Posted April. 11, 2009 06:35,   


Around this time five years ago, several days before the April 15 parliamentary elections, then ruling Uri Party Chairman Chung Dong-young in a campaign speech urged voters to stop “old forces” from reviving. Attacking the Millennium Democratic Party, whose presidential candidate had been Roh Moo-hyun, Chung bolted from the party along with many other lawmakers to create Uri, which stood around Roh. As Uri was a heavy underdog in the 2007 presidential election due to the Roh administration’s policy failures, Chung took the initiative in unifying the Uri and Millennium Democratic parties. After losing the election as the candidate of the two merged parties, he said he would go together with the Korean people though they did not choose him.

Yesterday Chung left the party that elected him chairman twice and nominated him as its presidential candidate. He will run as an independent in his hometown in the April 29 by-elections. At a news conference yesterday, he blamed the main opposition Democratic Party`s leadership for “making a decision against the will of party members and supporters” though he returned to politics to help the troubled party and country.

He scurried to his political home turf, where his election is a done deal, deserting his previous electoral district in Seoul`s Dongjak district, where he had pledged to spend the rest of his political career in the parliamentary elections last year. He took a gamble at the risk of being labeled a traitor of his party and electoral district. The expressions “obsolete politics” and “separatism” that he used to attack his rivals now apply to him. “I am taking off my Democratic Party uniform for a while but will join again soon,” he said in announcing his bolt from the party.
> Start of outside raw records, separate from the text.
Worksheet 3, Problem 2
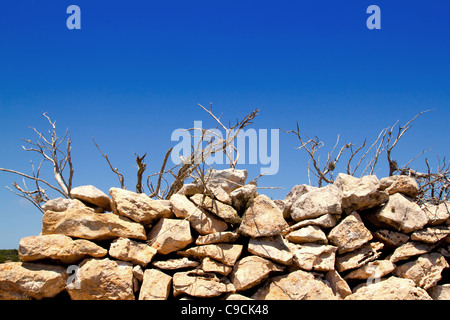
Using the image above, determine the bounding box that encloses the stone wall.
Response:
[1,169,450,300]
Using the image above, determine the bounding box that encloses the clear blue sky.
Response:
[0,0,449,248]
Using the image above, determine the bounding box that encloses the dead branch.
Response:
[92,137,126,189]
[135,153,147,194]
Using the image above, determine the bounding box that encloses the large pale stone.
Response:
[283,184,317,211]
[334,173,389,212]
[282,214,339,235]
[42,208,146,241]
[152,257,200,270]
[190,194,241,224]
[0,262,67,300]
[327,212,372,254]
[230,256,284,291]
[335,242,384,272]
[344,260,396,280]
[109,187,172,225]
[379,175,419,198]
[411,225,450,243]
[238,194,288,238]
[170,194,228,235]
[19,234,107,264]
[71,185,111,210]
[325,270,352,299]
[109,237,157,267]
[207,184,232,205]
[422,202,450,225]
[200,257,233,276]
[251,270,337,300]
[229,184,257,212]
[196,231,239,245]
[139,269,172,300]
[206,168,248,193]
[345,276,432,300]
[172,269,235,298]
[291,243,337,271]
[286,225,328,244]
[248,235,293,265]
[67,258,134,300]
[42,197,88,212]
[178,243,243,266]
[373,229,409,248]
[393,253,449,289]
[372,193,428,233]
[290,185,342,221]
[147,218,193,255]
[388,241,435,263]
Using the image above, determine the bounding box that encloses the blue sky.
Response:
[0,0,449,248]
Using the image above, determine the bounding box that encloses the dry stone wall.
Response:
[1,169,450,300]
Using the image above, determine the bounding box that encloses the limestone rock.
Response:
[206,168,248,193]
[70,185,111,210]
[170,194,228,235]
[290,185,342,222]
[393,253,449,289]
[379,175,419,198]
[345,276,432,300]
[411,225,450,243]
[372,193,428,233]
[138,269,172,300]
[422,202,450,225]
[344,260,396,280]
[42,197,88,212]
[42,208,146,241]
[325,270,352,299]
[109,237,157,267]
[229,184,257,212]
[172,269,235,298]
[388,241,435,263]
[335,242,384,272]
[196,231,239,245]
[190,194,241,224]
[109,187,172,225]
[0,262,67,300]
[200,257,233,276]
[373,229,409,248]
[291,243,337,271]
[19,234,107,264]
[178,243,243,266]
[67,258,134,300]
[273,199,290,219]
[224,293,254,300]
[286,225,328,244]
[152,257,200,270]
[207,184,232,205]
[248,235,293,265]
[147,218,193,255]
[334,173,389,212]
[238,194,288,238]
[283,184,317,212]
[427,284,450,300]
[328,212,373,254]
[177,183,202,196]
[230,256,284,291]
[251,270,337,300]
[282,214,339,235]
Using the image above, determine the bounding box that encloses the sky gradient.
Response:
[0,0,449,248]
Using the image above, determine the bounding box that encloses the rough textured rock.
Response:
[248,235,293,265]
[334,173,389,212]
[207,184,232,205]
[206,168,248,193]
[283,214,339,235]
[230,256,284,291]
[42,207,147,240]
[170,194,228,234]
[290,185,342,221]
[138,269,172,300]
[286,225,328,244]
[200,257,233,276]
[195,231,239,245]
[178,244,243,266]
[422,202,450,225]
[328,212,373,254]
[19,234,107,264]
[190,194,241,224]
[291,243,337,271]
[335,242,384,272]
[373,229,409,248]
[393,253,449,289]
[410,225,450,243]
[344,259,396,280]
[388,241,435,263]
[238,194,288,238]
[152,257,200,270]
[42,197,87,212]
[229,184,257,212]
[345,276,432,300]
[70,185,111,210]
[427,284,450,300]
[172,269,235,298]
[109,187,172,225]
[0,262,67,300]
[371,193,428,233]
[147,218,193,255]
[283,184,317,211]
[379,175,419,198]
[109,237,157,267]
[325,270,352,299]
[252,270,337,300]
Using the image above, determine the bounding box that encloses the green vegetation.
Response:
[0,249,19,263]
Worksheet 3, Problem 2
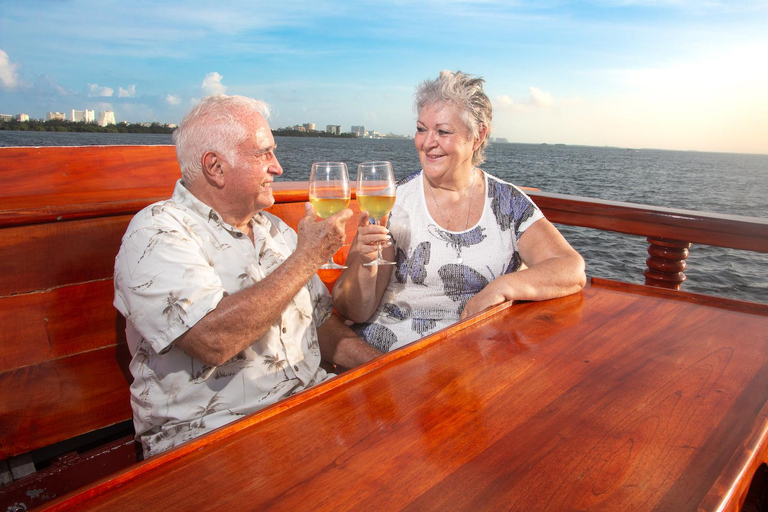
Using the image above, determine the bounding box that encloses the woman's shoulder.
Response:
[484,172,537,198]
[397,170,422,188]
[484,171,519,189]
His rhetoric simply means he will return to the party after getting elected.

A younger Democratic Party lawmaker criticized his attitude, citing that Choe Byung-yul, a former Grand National Party chairman, stayed with the party though it nominated someone else in the 2004 parliamentary elections. Neither did former lawmakers Kim Min-suk and Ahn Hee-jung, who failed to win their party’s nominations last year. Politicians can choose to live today and die tomorrow. Or they can die today to live forever. The choice Chung made yesterday will haunt him throughout his political career.